There's no doubt that American kids are getting fatter. But as the incidence of childhood obesity increases, so does that of another related condition: high blood pressure. Doctors estimate that there are now about 2 million U.S. kids and teens as young as 3 with hypertension, and a new study in the Aug. 22 issue of the Journal of the American Medical Association reports that many of these children go dangerously underdiagnosed.
Dr. David Kaelber, an internist and pediatrician at Children's Hospital Boston, and his colleagues at Case Western Reserve University Medical School analyzed the medical records of 507 hypertensive and pre-hypertensive children and adolescents in the Cleveland area. The children had visited doctors at least three times between June 1999 and September 2006 at a number of Ohio outpatient clinics. During that period, the records showed, 376 patients (74%) had never been properly diagnosed with high blood pressure.
It's a difficult diagnosis in kids, the study's authors say, since blood pressure can be affected by many factors, such as height, age and sex. In addition, doctors have to take into account the child's family history (heritability of hypertension is about 50%) and such risk factors as low weight at birth and whether the child is currently overweight. If hypertension isn't identified at a young age, it could go undiagnosed for years, eventually leading to organ damage and other health problems, like coronary artery disease, in adulthood.

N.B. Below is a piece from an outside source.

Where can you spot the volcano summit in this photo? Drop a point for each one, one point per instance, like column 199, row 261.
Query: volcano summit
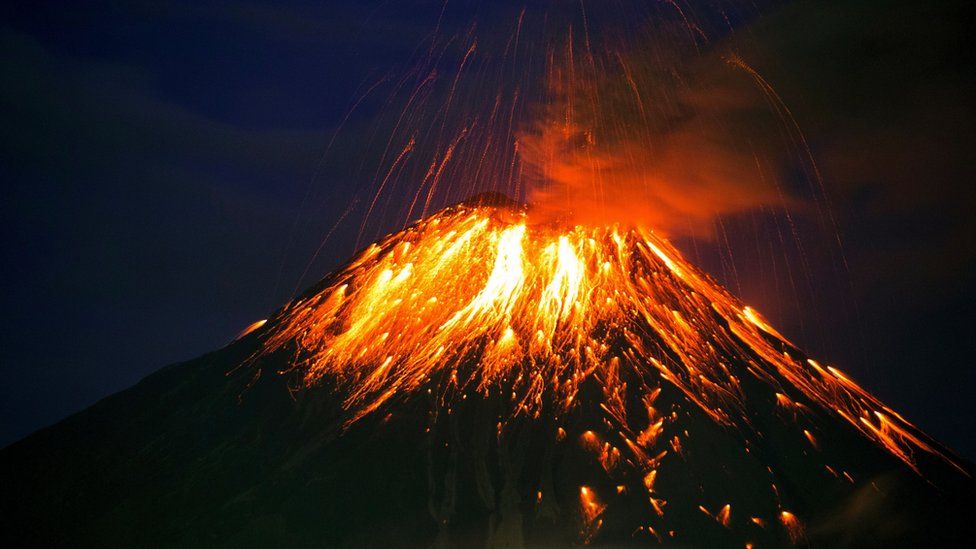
column 480, row 379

Kaelber's study suggests that the right software program could analyze factors such as previous high blood pressure readings, height, weight and sex, then calculate children's risk of high blood pressure. "In theory, there's no reason why any electronic medical record [company] couldn't build a computer program, in the same way that we did, that is integrated at the point of care," says Kaelber. He hopes that electronic medical record companies or researchers will develop a system that could eventually function remotely, automatically analyzing medical data in electronic records, then sending e-mail or phone alerts to physicians when intervention is necessary. "This study starts to put a window on a potential paradigm shift on the role of the physician," Kaelber says.
In the meantime, parents can help the rate of diagnosis by asking the doctor to check their child's blood pressure regularly, along with weight and height. While only between 2% and 5% of U.S. children and teens are hypertensive, compared with 26% of adults, an estimated 1.5 million of these youngsters don't know they have high blood pressure. The American Heart Association and the American Academy of Pediatrics recommend screening children for hypertension starting at age 3, and even younger for children with risk factors such as low birth weight, congenital heart disease and longer than usual postpartum hospital stays. Breast-feeding in infancy has been found to lower a child's overall hypertension risk, along with changing the child's diet and reducing his or her weight.